L’histoire de la collection fruitière du Jardin du Luxembourg trouve sa source en 1257 avec la création la demande de Saint Louis, de la Chartreuse de Paris. La confrérie s’installe au sud de Paris et prospère rapidement. Comme tout monastère, la Chartreuse de Paris possède un potager de légumes, de plantes médicinales et de fruits pour sa consommation et ses bonnes œuvres.

En 1613, la congrégation connait un illustre voisinage, puisque Marie de Médicis s’installe en limite nord de la propriété.

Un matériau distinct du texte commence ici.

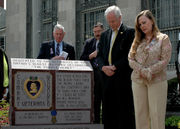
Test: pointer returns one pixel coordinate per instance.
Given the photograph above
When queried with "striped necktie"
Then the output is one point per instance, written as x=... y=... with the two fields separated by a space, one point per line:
x=57 y=49
x=110 y=51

Elle entame la construction de son Palais et de son jardin, qui deviendront le Palais et le jardin du Luxembourg. Elle souhaite étendre son jardin vers le sud, mais la congrégation résiste à ses multiples tentatives d’acquisition et continue de cultiver ses terrains.

En 1650, le verger de la congrégation prend un essor exceptionnel lorsqu’un ancien pépiniériste de Vitry se retire à la Chartreuse sous le nom de Frère Alexis. Sous sa férule, la pépinière fruitière commence à se développer. D’une économie de subsistance elle va rapidement passer à une économie de production marchande et prend une ampleur telle que ses arbres seront vendus dans l’Europe entière (jusqu'à 14 000 arbres par an en 1712).

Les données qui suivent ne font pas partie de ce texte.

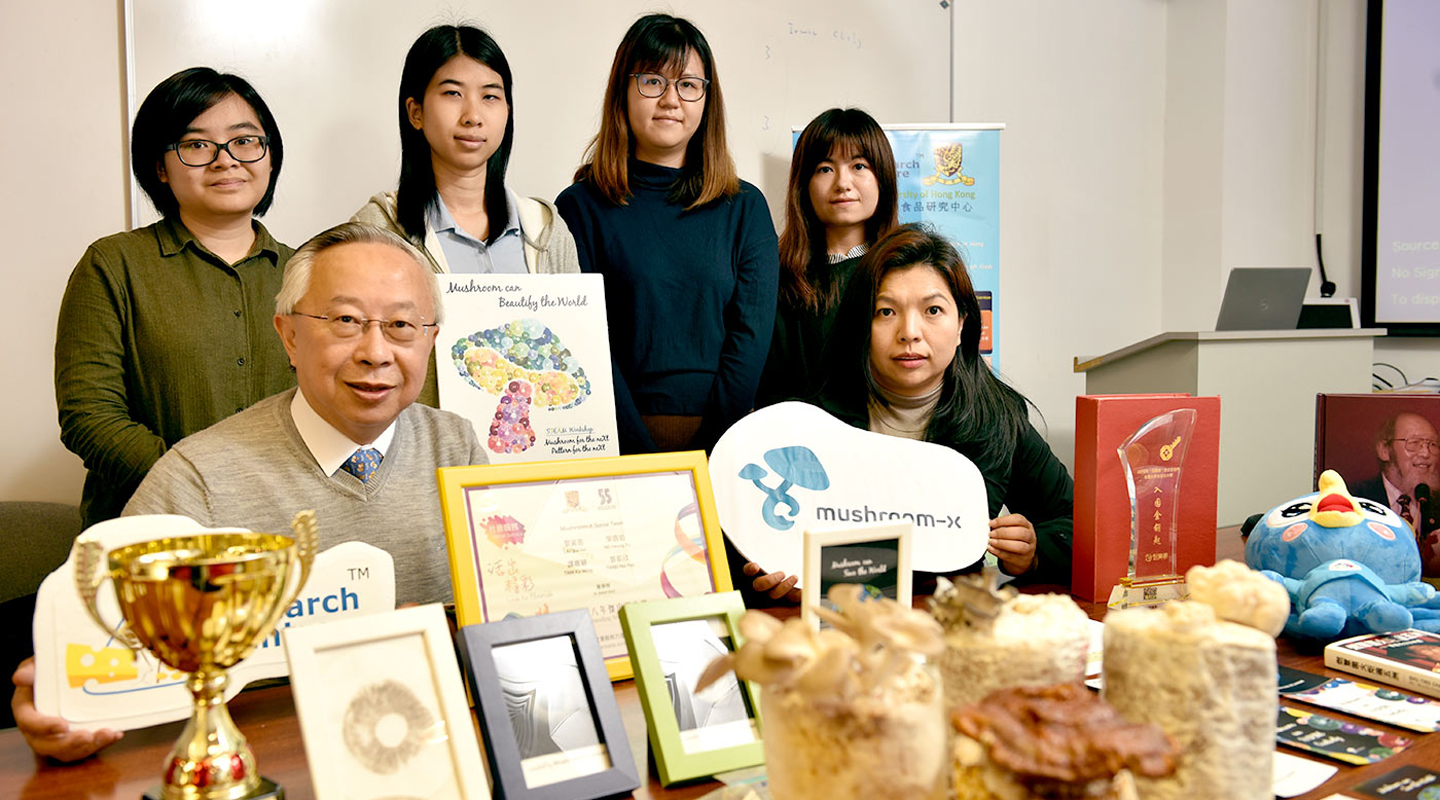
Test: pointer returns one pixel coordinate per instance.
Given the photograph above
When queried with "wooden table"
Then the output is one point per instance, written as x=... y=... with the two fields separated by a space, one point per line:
x=268 y=718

En 1704, son successeur, Frère François ou Frère Gentil, édite « Le Jardinier Solitaire ». L’ouvrage reprend les grands principes énoncés en 1690 par Jean de la Quintinie dans son Instruction pour les jardins fruitiers et potager mais est plus accessible pour les amateurs et connait un grand succès qui participe pleinement à la renommée de la pépinière. Frère Philippe lui succède, mais à son décès aucun moine de la confrérie ne souhaite prendre sa suite.

Les Chartreux font alors appel à un laïc, Christophe Hervy. À compter de 1750, celui-ci fait fructifier le travail de ses prédécesseurs. Il dirigera la pépinière pendant 46 ans et formera également son fils Michel-Christophe Hervy. Grâce au réseau des Chartreux, il obtient, cultive et multiplie de nombreuses variétés fruitières, créant une collection unique de variétés. À la veille de la Révolution, la pépinière compte plus des milliers de plants.

 

La Révolution de 1789

À la Révolution, les biens des Chartreux sont saisis et vendus, ou abandonnés et pillés…

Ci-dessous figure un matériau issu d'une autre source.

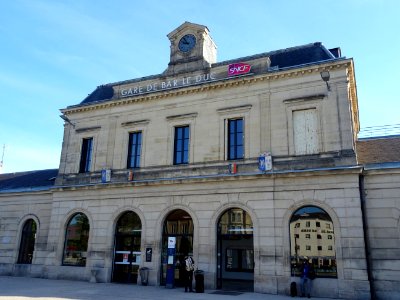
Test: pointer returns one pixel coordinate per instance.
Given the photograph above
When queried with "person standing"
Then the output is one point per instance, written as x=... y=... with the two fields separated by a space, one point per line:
x=189 y=268
x=306 y=274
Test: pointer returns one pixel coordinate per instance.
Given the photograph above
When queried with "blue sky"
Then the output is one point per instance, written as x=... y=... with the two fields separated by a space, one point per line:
x=54 y=53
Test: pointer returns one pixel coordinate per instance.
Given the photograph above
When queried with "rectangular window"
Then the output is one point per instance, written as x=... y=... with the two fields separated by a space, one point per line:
x=305 y=132
x=86 y=155
x=134 y=150
x=239 y=260
x=235 y=139
x=181 y=145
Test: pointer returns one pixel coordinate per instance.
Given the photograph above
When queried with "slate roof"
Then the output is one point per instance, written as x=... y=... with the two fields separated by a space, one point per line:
x=280 y=59
x=27 y=181
x=378 y=150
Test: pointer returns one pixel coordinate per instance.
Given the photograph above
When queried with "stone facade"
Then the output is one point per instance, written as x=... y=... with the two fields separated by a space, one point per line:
x=197 y=92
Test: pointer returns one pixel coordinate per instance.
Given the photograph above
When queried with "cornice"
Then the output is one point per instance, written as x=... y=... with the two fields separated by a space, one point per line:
x=220 y=84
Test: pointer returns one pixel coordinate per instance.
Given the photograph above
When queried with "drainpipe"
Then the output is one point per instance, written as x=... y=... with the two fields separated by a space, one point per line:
x=366 y=238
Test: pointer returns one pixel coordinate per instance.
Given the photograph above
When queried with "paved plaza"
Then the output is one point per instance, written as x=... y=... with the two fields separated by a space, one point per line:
x=23 y=288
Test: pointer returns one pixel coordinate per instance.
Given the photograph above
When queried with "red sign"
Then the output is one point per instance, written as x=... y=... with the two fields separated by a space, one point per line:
x=238 y=69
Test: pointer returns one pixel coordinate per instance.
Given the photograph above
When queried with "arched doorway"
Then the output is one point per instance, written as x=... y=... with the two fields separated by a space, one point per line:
x=27 y=245
x=178 y=224
x=76 y=240
x=235 y=251
x=127 y=255
x=312 y=237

Pourtant, les Hervy, père et fils font tout leur possible pour sauver la collection, d’abord en fournissant deux exemplaires de chaque variété au Jardin des Plantes, puis, en transplantant dans l’urgence la collection à Sceaux (4 000 arbres avec le seul soutien d’un ouvrier et ce en pleine période de gel).

En 1801, le ministre de l’intérieur Jean Antoine Chaptal décide de rapatrier les plants à Paris dans les terrains anciennement occupés par les chartreux. Hervy fils est nommé directeur de la nouvelle pépinière du Luxembourg et au fur et à mesure des travaux d’aménagement il procède à des dizaines de milliers de plantation jusqu'en 1805. La pépinière s'étend alors sur presque 12 ha et comprend une partie école et une partie production. Dès 1807, près de 50 000 arbres sont bons à être extraits. Les arbres sont vendus aux particuliers mais aussi distribués gratuitement aux Palais impériaux et aux pépinières départementales créées sous l’impulsion de Chaptal. Outre la culture des arbres fruitiers, Chaptal a fait venir de toutes les régions un échantillon des variétés connues de vigne et les a fait planter dans la pépinière du Luxembourg constituant la plus grande collection de cépages jamais réunie en un même lieu en Europe au XIXe siècle

 

1809 : La naissance des cours du Luxembourg

En 1809, un arrêté du Comte de Champmol, ministre de l’intérieur, instaure un cours public et gratuit pour la culture des arbres fruitiers sur le site de la pépinière impériale du Luxembourg.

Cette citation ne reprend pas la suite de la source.